Thursday, August 21, 2008

"Unlikely" Finals matchups

brink posted a while back in the Lakers Usenet group on the oddity that both of the teams in the 2008 Finals came out of nowhere, based on the previous season’s results. I finally had a chance to take a look at it, and it turns out that it was indeed the unlikeliest Finals matchup ever (going back to the 1949 merger, before which things get pretty chaotic).

Here are the “Top” 5 in terms of worst previous season aggregate record:

2008/07 Celtics (24-58) and Lakers (42-40), aggregate 66-98 (.402)
The Celtics traded for Kevin Garnett and Ray Allen and improved by a record 42 games.
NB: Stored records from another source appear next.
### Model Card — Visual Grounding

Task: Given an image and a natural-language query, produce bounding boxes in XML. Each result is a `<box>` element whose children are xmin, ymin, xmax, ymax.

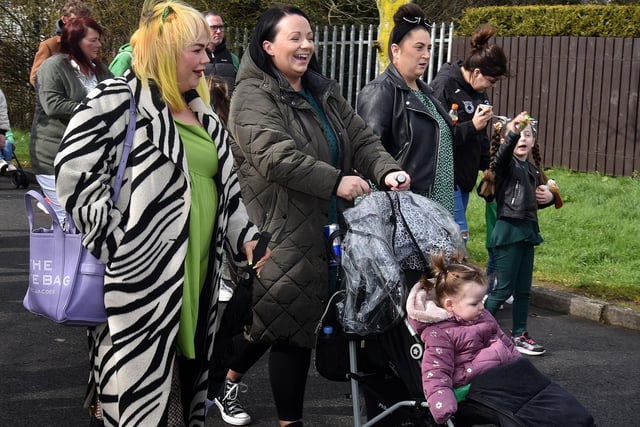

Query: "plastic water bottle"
<box><xmin>321</xmin><ymin>325</ymin><xmax>334</xmax><ymax>338</ymax></box>
<box><xmin>449</xmin><ymin>103</ymin><xmax>459</xmax><ymax>125</ymax></box>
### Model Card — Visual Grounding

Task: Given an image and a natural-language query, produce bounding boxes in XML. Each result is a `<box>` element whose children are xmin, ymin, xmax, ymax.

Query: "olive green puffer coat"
<box><xmin>229</xmin><ymin>53</ymin><xmax>401</xmax><ymax>348</ymax></box>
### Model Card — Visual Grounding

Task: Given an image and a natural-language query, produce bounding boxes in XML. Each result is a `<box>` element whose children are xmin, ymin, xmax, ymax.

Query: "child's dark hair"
<box><xmin>206</xmin><ymin>76</ymin><xmax>230</xmax><ymax>125</ymax></box>
<box><xmin>418</xmin><ymin>252</ymin><xmax>487</xmax><ymax>307</ymax></box>
<box><xmin>530</xmin><ymin>132</ymin><xmax>548</xmax><ymax>184</ymax></box>
<box><xmin>488</xmin><ymin>121</ymin><xmax>504</xmax><ymax>172</ymax></box>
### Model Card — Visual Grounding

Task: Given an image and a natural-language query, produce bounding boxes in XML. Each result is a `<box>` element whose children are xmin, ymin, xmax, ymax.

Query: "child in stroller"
<box><xmin>406</xmin><ymin>252</ymin><xmax>520</xmax><ymax>424</ymax></box>
<box><xmin>407</xmin><ymin>253</ymin><xmax>594</xmax><ymax>426</ymax></box>
<box><xmin>318</xmin><ymin>191</ymin><xmax>593</xmax><ymax>426</ymax></box>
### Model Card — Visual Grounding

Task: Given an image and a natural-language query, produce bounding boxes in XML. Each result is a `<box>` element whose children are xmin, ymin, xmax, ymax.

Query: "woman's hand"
<box><xmin>337</xmin><ymin>175</ymin><xmax>372</xmax><ymax>201</ymax></box>
<box><xmin>535</xmin><ymin>185</ymin><xmax>554</xmax><ymax>205</ymax></box>
<box><xmin>472</xmin><ymin>105</ymin><xmax>493</xmax><ymax>131</ymax></box>
<box><xmin>242</xmin><ymin>241</ymin><xmax>272</xmax><ymax>276</ymax></box>
<box><xmin>384</xmin><ymin>171</ymin><xmax>411</xmax><ymax>191</ymax></box>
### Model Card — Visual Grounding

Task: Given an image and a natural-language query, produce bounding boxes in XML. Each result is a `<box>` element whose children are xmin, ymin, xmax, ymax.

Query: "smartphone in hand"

The Lakers got a huge breakthrough season from Andrew Bynum, signed Derek Fisher, traded for Pau Gasol after losing Bynum to a midseason knee injury and improved by 15 games.
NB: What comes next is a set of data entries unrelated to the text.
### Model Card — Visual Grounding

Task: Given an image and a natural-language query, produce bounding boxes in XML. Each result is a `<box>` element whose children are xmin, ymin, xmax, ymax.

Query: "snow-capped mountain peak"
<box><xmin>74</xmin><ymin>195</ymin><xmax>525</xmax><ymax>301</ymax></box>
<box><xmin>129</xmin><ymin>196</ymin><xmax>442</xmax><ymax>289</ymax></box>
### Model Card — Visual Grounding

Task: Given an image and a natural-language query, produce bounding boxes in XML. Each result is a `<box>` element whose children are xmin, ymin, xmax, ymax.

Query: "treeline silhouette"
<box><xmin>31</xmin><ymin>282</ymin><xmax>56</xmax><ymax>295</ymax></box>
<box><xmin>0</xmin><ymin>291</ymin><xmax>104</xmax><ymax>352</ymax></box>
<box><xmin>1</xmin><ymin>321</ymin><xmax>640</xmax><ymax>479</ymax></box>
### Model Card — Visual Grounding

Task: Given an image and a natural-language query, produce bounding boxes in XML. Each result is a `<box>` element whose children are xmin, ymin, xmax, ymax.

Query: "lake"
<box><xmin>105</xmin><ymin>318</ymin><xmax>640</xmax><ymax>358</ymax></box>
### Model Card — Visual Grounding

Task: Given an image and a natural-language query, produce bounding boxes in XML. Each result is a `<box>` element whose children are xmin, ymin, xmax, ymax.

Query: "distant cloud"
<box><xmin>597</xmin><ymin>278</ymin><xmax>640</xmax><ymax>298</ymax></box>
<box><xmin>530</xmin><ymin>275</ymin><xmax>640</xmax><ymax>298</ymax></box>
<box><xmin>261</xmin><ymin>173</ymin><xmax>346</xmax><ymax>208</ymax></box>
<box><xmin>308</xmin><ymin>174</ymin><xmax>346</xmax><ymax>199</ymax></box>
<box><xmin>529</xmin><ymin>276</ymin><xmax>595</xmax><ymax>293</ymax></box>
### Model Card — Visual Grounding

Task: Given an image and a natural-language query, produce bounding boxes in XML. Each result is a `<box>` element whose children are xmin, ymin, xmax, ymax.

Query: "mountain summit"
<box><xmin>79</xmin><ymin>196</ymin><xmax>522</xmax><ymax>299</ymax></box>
1959/58 Celtics (49-23) and Lakers (19-53), aggregate 68-76 (.472)
The Celtics had been in the Finals the previous year and were in the early stages of an extended dynasty. The Lakers drafted Elgin Baylor and improved by 14 games.
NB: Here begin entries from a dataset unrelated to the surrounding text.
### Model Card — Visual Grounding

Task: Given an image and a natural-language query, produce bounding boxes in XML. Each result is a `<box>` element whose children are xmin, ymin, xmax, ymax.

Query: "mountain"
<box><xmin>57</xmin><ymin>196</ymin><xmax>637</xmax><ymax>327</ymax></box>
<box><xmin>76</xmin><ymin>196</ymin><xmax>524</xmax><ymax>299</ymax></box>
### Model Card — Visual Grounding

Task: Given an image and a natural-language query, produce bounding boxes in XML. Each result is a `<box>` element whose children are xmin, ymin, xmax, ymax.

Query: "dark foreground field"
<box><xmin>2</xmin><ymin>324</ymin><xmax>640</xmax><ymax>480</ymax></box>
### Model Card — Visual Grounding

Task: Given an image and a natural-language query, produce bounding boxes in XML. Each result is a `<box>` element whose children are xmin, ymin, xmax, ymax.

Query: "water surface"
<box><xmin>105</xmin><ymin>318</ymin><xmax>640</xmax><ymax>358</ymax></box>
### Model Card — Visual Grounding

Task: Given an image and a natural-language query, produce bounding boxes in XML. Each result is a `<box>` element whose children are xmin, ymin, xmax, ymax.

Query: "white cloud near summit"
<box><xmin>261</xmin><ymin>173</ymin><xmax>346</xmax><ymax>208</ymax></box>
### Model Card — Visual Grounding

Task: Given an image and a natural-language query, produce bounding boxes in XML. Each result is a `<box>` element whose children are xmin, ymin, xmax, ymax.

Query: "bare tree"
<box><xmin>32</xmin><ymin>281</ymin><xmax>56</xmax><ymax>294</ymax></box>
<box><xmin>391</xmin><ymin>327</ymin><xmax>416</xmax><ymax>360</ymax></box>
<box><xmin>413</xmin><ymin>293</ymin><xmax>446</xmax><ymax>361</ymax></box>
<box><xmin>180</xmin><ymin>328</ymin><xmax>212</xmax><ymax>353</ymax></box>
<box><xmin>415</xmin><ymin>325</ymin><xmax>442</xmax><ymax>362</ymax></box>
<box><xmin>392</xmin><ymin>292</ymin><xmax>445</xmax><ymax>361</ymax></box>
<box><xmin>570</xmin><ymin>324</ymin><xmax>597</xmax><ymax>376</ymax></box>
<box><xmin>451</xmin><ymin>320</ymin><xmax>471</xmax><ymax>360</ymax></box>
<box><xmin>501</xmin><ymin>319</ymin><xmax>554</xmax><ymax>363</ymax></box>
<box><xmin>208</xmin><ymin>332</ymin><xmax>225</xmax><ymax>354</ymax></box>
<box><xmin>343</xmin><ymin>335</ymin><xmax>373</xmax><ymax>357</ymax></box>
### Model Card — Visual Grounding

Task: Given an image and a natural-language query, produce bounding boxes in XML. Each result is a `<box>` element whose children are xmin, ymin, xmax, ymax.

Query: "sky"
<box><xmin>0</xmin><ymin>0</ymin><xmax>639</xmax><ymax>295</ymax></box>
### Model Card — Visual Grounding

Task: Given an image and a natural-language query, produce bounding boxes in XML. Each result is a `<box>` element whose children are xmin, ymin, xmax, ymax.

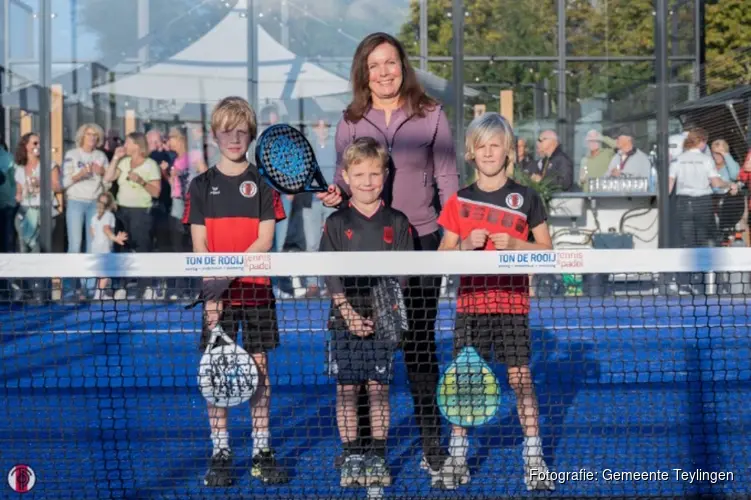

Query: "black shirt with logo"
<box><xmin>319</xmin><ymin>202</ymin><xmax>413</xmax><ymax>298</ymax></box>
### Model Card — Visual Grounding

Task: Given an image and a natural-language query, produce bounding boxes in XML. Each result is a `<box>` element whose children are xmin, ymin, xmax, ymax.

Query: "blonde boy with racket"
<box><xmin>437</xmin><ymin>113</ymin><xmax>555</xmax><ymax>491</ymax></box>
<box><xmin>188</xmin><ymin>96</ymin><xmax>288</xmax><ymax>487</ymax></box>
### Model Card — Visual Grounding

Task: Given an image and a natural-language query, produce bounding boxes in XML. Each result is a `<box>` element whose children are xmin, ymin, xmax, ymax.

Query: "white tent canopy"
<box><xmin>91</xmin><ymin>0</ymin><xmax>351</xmax><ymax>103</ymax></box>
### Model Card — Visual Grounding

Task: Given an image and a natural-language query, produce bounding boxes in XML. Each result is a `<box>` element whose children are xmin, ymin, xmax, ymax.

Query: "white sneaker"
<box><xmin>142</xmin><ymin>287</ymin><xmax>155</xmax><ymax>300</ymax></box>
<box><xmin>113</xmin><ymin>289</ymin><xmax>127</xmax><ymax>301</ymax></box>
<box><xmin>524</xmin><ymin>456</ymin><xmax>555</xmax><ymax>491</ymax></box>
<box><xmin>419</xmin><ymin>456</ymin><xmax>459</xmax><ymax>490</ymax></box>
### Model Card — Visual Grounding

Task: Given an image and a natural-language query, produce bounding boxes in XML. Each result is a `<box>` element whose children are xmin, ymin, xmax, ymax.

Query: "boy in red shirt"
<box><xmin>437</xmin><ymin>112</ymin><xmax>555</xmax><ymax>491</ymax></box>
<box><xmin>188</xmin><ymin>96</ymin><xmax>288</xmax><ymax>487</ymax></box>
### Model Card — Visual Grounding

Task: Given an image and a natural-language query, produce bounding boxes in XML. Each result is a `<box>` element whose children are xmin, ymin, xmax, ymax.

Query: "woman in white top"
<box><xmin>62</xmin><ymin>123</ymin><xmax>110</xmax><ymax>254</ymax></box>
<box><xmin>669</xmin><ymin>128</ymin><xmax>738</xmax><ymax>248</ymax></box>
<box><xmin>13</xmin><ymin>132</ymin><xmax>61</xmax><ymax>253</ymax></box>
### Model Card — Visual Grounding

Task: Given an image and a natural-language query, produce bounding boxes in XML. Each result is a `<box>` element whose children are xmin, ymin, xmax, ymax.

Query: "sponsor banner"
<box><xmin>498</xmin><ymin>250</ymin><xmax>584</xmax><ymax>270</ymax></box>
<box><xmin>184</xmin><ymin>254</ymin><xmax>272</xmax><ymax>274</ymax></box>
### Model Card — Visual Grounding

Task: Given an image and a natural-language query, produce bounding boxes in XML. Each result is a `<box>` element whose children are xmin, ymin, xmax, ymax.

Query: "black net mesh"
<box><xmin>1</xmin><ymin>257</ymin><xmax>750</xmax><ymax>499</ymax></box>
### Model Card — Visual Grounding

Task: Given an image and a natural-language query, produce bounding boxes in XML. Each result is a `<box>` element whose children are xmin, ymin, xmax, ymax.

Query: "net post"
<box><xmin>655</xmin><ymin>0</ymin><xmax>671</xmax><ymax>248</ymax></box>
<box><xmin>704</xmin><ymin>270</ymin><xmax>716</xmax><ymax>296</ymax></box>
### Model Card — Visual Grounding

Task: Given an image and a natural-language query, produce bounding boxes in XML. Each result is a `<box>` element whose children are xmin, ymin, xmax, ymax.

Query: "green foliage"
<box><xmin>705</xmin><ymin>0</ymin><xmax>751</xmax><ymax>93</ymax></box>
<box><xmin>511</xmin><ymin>169</ymin><xmax>562</xmax><ymax>211</ymax></box>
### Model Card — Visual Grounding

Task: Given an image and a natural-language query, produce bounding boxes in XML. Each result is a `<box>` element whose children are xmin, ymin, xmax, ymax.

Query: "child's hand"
<box><xmin>114</xmin><ymin>231</ymin><xmax>128</xmax><ymax>246</ymax></box>
<box><xmin>344</xmin><ymin>310</ymin><xmax>374</xmax><ymax>338</ymax></box>
<box><xmin>461</xmin><ymin>229</ymin><xmax>489</xmax><ymax>250</ymax></box>
<box><xmin>489</xmin><ymin>233</ymin><xmax>517</xmax><ymax>250</ymax></box>
<box><xmin>317</xmin><ymin>185</ymin><xmax>342</xmax><ymax>208</ymax></box>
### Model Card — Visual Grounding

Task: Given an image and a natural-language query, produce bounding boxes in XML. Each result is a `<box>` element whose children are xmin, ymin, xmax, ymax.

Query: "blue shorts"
<box><xmin>327</xmin><ymin>331</ymin><xmax>396</xmax><ymax>385</ymax></box>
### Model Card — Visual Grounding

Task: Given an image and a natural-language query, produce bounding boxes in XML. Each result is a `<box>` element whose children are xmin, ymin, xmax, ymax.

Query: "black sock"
<box><xmin>372</xmin><ymin>439</ymin><xmax>387</xmax><ymax>459</ymax></box>
<box><xmin>342</xmin><ymin>441</ymin><xmax>358</xmax><ymax>457</ymax></box>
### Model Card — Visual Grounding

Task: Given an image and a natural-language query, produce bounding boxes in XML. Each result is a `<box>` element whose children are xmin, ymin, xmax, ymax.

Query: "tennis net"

2002/01 Lakers (56-26) and Nets (26-56), aggregate 82-82 (.500)
The Lakers had won a championship the previous year and were completing a dynasty. The Nets traded Stephon Marbury for Jason Kidd, got Kerry Kittles back from injury, drafted Richard Jefferson and improved by 26 games.

1957/56 Celtics (39-33) and Hawks (33-39), aggregate 72-72 (.500)
The Celtics traded Ed Macauley for the draft rights to Bill Russell, drafted Tommy Heinsohn and got Frank Ramsey back from military service, but somehow improved by only 5 games despite adding three Hall of Fame players. The Hawks traded for Ed Macauley and Slater Martin but only improved by 1 game.

1977/76 Trail Blazers (37-45) and 76ers (46-36), aggregate 83-81 (.506)
The Blazers added Maurice Lucas and Dave Twardzik from the ABA, traded for Herm Gilliam, got an extra 600 minutes from a healthier Bill Walton and improved by 12 games. The Sixers traded for Julius Erving and Henry Bibby, added Caldwell Jones from the ABA and improved by 4 games.

The other end of the extreme is the 1998/97 Bulls (69-13) and Jazz (64-18), aggregate 133-31 (.811), who met in a Finals rematch.